The latest victim drowned off Bell Island when a boat carrying three people capsized.
It is a bit early to comment on water safety - the condition on the boat and the use of life jackets - but Capt. Kimberly Lemaire indicated that life-jackets were among the items recovered from the water.
With the demise of the fishery, many people in rural Newfoundland and Labrador have sold or allowed their sturdy dories and boats fall into disuse. The result is less maintenance. A fleet of less than safe water craft have emerged. Despite a catch limit ties to three individuals, people pile into these boats in great numbers. The result is instability.

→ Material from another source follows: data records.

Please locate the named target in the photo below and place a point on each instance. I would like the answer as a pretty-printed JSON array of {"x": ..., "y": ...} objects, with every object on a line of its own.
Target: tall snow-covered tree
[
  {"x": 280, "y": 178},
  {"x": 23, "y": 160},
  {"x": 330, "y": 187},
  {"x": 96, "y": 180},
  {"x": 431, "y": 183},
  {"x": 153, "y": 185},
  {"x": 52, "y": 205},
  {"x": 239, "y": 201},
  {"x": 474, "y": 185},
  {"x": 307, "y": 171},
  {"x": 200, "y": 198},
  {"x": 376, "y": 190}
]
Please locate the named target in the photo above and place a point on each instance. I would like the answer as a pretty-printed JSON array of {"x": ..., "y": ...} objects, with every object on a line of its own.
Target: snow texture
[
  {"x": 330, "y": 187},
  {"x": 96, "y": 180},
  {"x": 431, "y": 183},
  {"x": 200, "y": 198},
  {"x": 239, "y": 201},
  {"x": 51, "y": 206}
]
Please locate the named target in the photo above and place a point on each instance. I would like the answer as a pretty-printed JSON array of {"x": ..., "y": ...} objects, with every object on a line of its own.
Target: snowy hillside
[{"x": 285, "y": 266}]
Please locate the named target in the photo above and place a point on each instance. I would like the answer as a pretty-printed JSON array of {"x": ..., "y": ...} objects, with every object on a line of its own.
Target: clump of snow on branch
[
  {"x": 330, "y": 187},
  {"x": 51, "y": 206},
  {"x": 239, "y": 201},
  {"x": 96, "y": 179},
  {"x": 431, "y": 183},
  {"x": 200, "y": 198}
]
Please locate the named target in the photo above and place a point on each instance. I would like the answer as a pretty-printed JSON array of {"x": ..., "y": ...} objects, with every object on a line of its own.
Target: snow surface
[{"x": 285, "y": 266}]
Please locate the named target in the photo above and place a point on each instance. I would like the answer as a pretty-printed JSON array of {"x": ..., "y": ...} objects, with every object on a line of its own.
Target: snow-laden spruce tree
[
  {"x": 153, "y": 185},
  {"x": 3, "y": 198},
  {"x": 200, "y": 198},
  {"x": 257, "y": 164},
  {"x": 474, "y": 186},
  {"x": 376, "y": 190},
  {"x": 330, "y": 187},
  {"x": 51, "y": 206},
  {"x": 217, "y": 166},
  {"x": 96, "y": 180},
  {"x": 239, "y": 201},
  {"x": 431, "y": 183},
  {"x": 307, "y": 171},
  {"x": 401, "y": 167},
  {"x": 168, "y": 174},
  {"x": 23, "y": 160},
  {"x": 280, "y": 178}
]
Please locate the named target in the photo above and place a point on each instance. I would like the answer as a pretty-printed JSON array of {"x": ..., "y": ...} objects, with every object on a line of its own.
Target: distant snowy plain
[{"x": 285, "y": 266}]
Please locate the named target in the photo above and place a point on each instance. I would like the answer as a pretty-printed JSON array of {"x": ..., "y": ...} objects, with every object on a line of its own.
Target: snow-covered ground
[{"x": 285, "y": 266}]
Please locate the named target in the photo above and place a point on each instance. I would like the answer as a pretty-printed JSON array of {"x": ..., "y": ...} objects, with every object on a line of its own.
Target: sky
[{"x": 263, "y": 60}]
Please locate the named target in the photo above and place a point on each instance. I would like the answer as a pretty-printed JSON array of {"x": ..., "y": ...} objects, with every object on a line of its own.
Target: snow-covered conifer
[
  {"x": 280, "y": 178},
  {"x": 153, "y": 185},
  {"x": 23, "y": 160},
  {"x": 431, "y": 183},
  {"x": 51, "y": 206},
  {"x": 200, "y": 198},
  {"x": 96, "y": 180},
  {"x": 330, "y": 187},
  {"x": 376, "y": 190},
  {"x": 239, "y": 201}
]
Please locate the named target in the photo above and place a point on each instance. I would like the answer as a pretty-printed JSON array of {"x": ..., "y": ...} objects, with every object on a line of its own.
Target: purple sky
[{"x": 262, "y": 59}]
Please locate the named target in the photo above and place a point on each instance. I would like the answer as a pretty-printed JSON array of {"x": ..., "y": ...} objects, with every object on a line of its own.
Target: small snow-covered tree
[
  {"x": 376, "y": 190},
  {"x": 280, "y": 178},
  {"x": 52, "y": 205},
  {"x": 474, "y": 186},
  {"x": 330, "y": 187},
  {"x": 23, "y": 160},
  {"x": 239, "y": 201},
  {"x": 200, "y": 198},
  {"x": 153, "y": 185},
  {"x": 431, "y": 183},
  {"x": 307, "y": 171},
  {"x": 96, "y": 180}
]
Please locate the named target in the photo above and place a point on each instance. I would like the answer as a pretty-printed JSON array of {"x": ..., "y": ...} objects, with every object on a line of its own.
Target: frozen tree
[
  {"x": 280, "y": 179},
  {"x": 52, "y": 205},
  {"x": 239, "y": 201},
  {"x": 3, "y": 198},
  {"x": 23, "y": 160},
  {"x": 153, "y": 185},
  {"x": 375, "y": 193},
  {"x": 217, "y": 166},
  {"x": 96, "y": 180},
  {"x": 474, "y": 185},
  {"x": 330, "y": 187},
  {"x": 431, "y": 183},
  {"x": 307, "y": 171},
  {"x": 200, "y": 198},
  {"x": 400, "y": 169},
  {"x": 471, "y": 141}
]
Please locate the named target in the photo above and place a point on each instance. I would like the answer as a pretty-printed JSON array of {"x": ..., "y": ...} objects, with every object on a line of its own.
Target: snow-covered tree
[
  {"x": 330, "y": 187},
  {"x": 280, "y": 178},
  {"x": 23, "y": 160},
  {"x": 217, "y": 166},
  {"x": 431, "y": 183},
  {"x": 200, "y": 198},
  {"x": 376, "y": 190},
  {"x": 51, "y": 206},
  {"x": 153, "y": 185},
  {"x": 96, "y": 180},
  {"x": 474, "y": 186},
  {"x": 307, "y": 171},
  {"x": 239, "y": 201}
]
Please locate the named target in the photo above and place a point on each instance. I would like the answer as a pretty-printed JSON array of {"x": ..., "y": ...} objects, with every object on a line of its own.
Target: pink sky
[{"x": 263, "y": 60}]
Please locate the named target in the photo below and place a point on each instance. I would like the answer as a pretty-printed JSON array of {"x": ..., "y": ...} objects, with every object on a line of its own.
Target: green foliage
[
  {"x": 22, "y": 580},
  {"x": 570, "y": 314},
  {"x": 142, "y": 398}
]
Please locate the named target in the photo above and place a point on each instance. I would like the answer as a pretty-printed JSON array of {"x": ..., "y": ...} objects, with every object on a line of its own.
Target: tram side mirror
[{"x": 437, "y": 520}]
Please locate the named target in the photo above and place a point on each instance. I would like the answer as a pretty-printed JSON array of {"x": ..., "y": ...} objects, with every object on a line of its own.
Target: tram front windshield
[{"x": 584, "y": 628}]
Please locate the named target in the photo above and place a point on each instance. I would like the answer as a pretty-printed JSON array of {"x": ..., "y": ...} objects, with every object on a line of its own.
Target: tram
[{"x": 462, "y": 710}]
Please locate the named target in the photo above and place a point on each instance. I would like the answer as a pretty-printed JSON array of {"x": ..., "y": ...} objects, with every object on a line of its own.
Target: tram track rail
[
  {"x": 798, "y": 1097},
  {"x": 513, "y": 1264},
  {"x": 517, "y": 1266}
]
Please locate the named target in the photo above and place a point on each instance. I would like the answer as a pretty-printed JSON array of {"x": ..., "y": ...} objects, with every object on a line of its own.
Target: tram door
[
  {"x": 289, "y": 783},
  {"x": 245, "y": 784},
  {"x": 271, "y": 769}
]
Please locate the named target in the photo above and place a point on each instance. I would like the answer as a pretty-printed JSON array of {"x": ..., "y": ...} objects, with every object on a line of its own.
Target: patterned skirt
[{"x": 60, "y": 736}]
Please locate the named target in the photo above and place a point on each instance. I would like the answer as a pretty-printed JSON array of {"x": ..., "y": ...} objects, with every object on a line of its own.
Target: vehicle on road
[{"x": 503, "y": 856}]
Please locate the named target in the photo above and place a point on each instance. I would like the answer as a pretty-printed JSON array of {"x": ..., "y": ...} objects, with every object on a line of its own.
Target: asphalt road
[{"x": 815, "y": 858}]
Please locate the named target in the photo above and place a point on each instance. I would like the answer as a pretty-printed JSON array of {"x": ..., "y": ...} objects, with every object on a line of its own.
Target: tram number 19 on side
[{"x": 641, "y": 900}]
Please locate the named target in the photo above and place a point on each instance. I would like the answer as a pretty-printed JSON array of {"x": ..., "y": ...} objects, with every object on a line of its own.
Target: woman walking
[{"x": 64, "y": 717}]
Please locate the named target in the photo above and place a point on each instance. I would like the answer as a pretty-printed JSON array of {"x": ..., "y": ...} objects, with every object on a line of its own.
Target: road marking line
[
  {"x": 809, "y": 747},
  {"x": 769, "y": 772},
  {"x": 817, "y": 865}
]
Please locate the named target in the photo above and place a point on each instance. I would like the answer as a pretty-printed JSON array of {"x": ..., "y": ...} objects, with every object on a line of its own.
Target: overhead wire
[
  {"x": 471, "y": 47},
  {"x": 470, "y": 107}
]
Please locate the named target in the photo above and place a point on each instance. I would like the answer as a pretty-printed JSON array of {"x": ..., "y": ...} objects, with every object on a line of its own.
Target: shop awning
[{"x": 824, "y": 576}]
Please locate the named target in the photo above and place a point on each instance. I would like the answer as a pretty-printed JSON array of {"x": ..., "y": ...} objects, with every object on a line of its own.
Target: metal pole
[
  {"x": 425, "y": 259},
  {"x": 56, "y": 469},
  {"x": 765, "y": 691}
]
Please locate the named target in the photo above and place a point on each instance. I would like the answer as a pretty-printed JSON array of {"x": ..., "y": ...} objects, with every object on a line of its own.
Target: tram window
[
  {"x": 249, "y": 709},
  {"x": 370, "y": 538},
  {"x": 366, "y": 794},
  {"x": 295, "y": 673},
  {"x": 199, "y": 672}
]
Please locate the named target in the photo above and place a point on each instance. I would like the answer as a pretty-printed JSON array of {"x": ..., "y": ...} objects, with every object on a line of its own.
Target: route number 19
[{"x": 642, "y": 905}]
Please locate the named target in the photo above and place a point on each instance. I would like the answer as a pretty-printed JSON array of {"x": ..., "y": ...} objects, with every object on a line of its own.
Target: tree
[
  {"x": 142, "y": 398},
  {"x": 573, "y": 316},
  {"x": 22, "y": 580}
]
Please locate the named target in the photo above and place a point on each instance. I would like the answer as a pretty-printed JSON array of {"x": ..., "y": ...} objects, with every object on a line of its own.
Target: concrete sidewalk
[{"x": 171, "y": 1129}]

As well, many of the recreational fishers do not understand the challenges of fishing on the Atlantic. Some go out without oars, grappling hooks, compasses or a GPS. They may not understand the tides, local currents, hidden rocks or winds.
It is a scary situation.
Despite the refrains of play it safe, some just do not get it. Some people are so eager to drop their lines that they drop their common sense as well.
Last year on the first day of the fisherry a a 51-year-old man drowned near Bonavista. He wasn’t wearing a personal flotation device (PFD).
The maddening part of these senseless deaths is that water safety is preached, promoted and pushed. It must be terribly frustrating for organizations like the RCMP, Transport Canada and The Red Cross to learn that there efforts are not getting through to everyone.
The food fishery in Newfoundland and Labrador continues until Aug. 10. It resumes in the fall from Sept. 20-28.